Sunday, 14 July 2019

Vampyr (1932)


☆ ☆ ☆ ☆


Vampyr (1932) – C. T. Dreyer

Dreyer’s first sound film doesn’t contain jump scares and it isn’t as overtly spooky as Murnau’s earlier Nosferatu (1922) but it is quietly disorienting in its own special way.  For example, Dreyer (and cinematographer Rudolph Maté, later a noir director) don’t follow the usual rules of continuity, thereby making it difficult for viewers to get a proper layout of the houses where the action takes place.  The main protagonist, Allan Gray (played by “Julian West” a.k.a.
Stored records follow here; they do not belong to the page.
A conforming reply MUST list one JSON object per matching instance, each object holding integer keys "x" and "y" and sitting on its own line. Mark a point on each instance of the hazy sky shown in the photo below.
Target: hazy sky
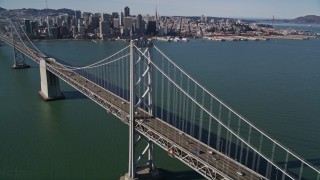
{"x": 222, "y": 8}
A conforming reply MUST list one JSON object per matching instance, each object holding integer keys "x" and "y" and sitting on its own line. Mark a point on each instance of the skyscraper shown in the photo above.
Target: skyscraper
{"x": 27, "y": 25}
{"x": 139, "y": 25}
{"x": 121, "y": 18}
{"x": 126, "y": 11}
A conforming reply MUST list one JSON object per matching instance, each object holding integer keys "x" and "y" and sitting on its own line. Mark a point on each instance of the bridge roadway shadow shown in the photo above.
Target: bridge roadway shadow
{"x": 73, "y": 95}
{"x": 183, "y": 175}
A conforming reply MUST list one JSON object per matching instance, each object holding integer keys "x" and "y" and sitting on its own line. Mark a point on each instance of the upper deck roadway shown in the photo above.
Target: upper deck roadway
{"x": 213, "y": 165}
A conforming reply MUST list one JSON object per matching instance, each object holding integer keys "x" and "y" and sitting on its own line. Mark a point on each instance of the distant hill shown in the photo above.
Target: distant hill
{"x": 309, "y": 19}
{"x": 38, "y": 12}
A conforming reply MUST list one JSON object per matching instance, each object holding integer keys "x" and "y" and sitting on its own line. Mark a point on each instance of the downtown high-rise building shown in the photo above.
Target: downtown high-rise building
{"x": 139, "y": 25}
{"x": 126, "y": 11}
{"x": 105, "y": 25}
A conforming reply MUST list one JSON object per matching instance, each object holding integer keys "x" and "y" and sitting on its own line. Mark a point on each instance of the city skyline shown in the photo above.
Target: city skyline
{"x": 230, "y": 8}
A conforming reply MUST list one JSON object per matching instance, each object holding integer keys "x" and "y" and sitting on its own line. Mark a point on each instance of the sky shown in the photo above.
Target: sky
{"x": 280, "y": 9}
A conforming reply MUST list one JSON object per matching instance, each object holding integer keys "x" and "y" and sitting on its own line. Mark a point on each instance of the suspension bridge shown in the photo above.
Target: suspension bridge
{"x": 165, "y": 106}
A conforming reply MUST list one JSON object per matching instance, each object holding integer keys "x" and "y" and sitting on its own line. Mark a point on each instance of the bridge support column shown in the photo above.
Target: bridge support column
{"x": 19, "y": 60}
{"x": 50, "y": 87}
{"x": 146, "y": 169}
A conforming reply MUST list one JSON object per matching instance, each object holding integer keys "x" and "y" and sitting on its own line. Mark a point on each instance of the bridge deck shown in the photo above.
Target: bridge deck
{"x": 185, "y": 147}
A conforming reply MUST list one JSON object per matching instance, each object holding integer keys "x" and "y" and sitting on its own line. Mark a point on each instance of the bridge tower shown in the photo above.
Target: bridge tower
{"x": 50, "y": 86}
{"x": 135, "y": 169}
{"x": 19, "y": 61}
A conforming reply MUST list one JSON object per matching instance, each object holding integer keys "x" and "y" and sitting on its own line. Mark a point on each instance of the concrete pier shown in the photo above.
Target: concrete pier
{"x": 145, "y": 174}
{"x": 20, "y": 66}
{"x": 50, "y": 87}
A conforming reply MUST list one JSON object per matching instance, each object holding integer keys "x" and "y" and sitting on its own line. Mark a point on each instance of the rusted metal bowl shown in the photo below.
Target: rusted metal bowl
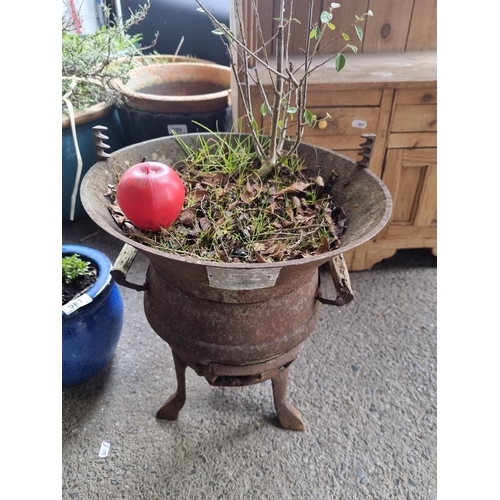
{"x": 290, "y": 285}
{"x": 183, "y": 87}
{"x": 238, "y": 324}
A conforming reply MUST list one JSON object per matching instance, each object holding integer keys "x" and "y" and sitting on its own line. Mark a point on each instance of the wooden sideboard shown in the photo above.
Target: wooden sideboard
{"x": 393, "y": 95}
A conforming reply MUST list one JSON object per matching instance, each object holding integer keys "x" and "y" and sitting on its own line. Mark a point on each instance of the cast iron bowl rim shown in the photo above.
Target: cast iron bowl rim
{"x": 110, "y": 227}
{"x": 132, "y": 94}
{"x": 99, "y": 260}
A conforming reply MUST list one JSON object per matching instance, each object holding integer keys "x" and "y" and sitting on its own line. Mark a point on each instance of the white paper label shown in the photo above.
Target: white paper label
{"x": 103, "y": 452}
{"x": 242, "y": 279}
{"x": 75, "y": 304}
{"x": 358, "y": 124}
{"x": 177, "y": 129}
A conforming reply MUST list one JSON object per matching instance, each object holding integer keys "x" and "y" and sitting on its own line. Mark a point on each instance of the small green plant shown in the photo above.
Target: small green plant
{"x": 73, "y": 267}
{"x": 90, "y": 63}
{"x": 286, "y": 107}
{"x": 230, "y": 215}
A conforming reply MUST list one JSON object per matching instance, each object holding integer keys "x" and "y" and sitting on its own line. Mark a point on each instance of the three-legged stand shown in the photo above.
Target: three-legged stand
{"x": 288, "y": 415}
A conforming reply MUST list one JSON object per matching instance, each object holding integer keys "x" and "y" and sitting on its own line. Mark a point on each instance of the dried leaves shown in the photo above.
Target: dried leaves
{"x": 234, "y": 218}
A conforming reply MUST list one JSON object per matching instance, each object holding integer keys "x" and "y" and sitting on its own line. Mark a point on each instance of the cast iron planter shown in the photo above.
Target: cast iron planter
{"x": 237, "y": 324}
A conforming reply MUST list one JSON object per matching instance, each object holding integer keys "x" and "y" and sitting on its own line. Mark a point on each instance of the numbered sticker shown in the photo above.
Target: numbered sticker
{"x": 359, "y": 124}
{"x": 75, "y": 304}
{"x": 103, "y": 452}
{"x": 177, "y": 129}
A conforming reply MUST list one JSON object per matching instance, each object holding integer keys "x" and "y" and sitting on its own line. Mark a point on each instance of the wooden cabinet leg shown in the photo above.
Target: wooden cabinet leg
{"x": 170, "y": 410}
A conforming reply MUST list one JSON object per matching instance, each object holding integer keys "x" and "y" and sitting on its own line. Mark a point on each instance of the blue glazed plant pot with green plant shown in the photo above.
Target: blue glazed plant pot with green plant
{"x": 92, "y": 320}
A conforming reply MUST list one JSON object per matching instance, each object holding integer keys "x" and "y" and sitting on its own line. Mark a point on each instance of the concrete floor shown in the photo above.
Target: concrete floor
{"x": 364, "y": 383}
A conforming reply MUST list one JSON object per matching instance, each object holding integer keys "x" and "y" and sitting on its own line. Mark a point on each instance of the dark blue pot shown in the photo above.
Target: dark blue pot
{"x": 91, "y": 332}
{"x": 108, "y": 117}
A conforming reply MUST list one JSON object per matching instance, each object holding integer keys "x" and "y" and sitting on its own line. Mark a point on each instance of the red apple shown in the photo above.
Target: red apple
{"x": 151, "y": 195}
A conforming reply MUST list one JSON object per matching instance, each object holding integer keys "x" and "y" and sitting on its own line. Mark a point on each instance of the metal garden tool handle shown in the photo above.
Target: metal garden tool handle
{"x": 122, "y": 265}
{"x": 341, "y": 282}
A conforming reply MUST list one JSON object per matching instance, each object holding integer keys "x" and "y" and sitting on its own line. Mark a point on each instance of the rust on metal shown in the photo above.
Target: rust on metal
{"x": 366, "y": 151}
{"x": 240, "y": 324}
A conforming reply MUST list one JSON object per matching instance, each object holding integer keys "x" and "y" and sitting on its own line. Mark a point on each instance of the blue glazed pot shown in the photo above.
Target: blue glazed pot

Baron Nicholas De Gunzberg, the producer of the film), a student of the occult, stumbles throughout the film, turning corners and spying through windows into locations that contain some possibly supernatural things.  For example, the first part of the film shows us many disembodied shadows on the ground or wall, sometimes clearly divorced from their “human” counterparts.  But the real plot begins when an old man stumbles into Gray’s room and thrusts a package into his hands only to be opened upon his death – which of course soon happens.  The package contains a book on vampires, their habits and how to kill them.  But the vampire in question isn’t a suave Lugosi-type but rather a rather tame looking old woman who nevertheless has the local doctor under her control and has been sucking the blood from the daughter of the old man who died.  With the help of an elderly servant and the second daughter, Gray helps to eradicate the threat.  Although the German censors cut some of the most dramatic scenes (pounding the stake through the heart and the doctor’s horror as he is suffocated under pounds and pounds of flour in an old mill), these are available as extras now.  Perhaps not as potent as Dreyer’s other major works (The Passion of Joan of Arc, 1928; Day of Wrath, 1943; Ordet, 1955; and Gertrud, 1964 – all highly recommended), this is still worth a look for its strangeness alone.

Saturday, 13 July 2019

The Lovers (1958)


☆ ☆ ☆ ☆


The Lovers (1958) – L. Malle

Louis Malle’s second feature with star Jeanne Moreau begins in an upper class Dijon villa (complete with Gaston Modot as servant) where she is not very happily married to Alain Cuny, publisher of the local newspaper.  Instead, she visits her childhood friend now living in Paris who is a member of the snobbish class and starts an affair with a champion polo player.  Things proceed in this fashion until her husband suddenly demands that they have her friend and lover over for the weekend.  Heading back home ahead of them, Jeanne’s car breaks down and she is picked up by Bernard (Jean-Marc Bory).  Soon, they are all dining at the country house and inevitable tensions arise.  The third act of the film caught me by surprise (and led to charges of indecency in the US at the time).  Yet, Malle doesn’t pass judgment on Moreau and her choices.  Truly, this is the beginning of her image as an independent liberated woman (see also Jules and Jim, 1962, and Malle’s earlier first feature, Elevator to the Gallows, 1958, with its great Miles Davis score).  The black and white cinematography by Henri Decaë is also beautiful with a nice tracking shot at the printing press.  A forerunner of the New Wave?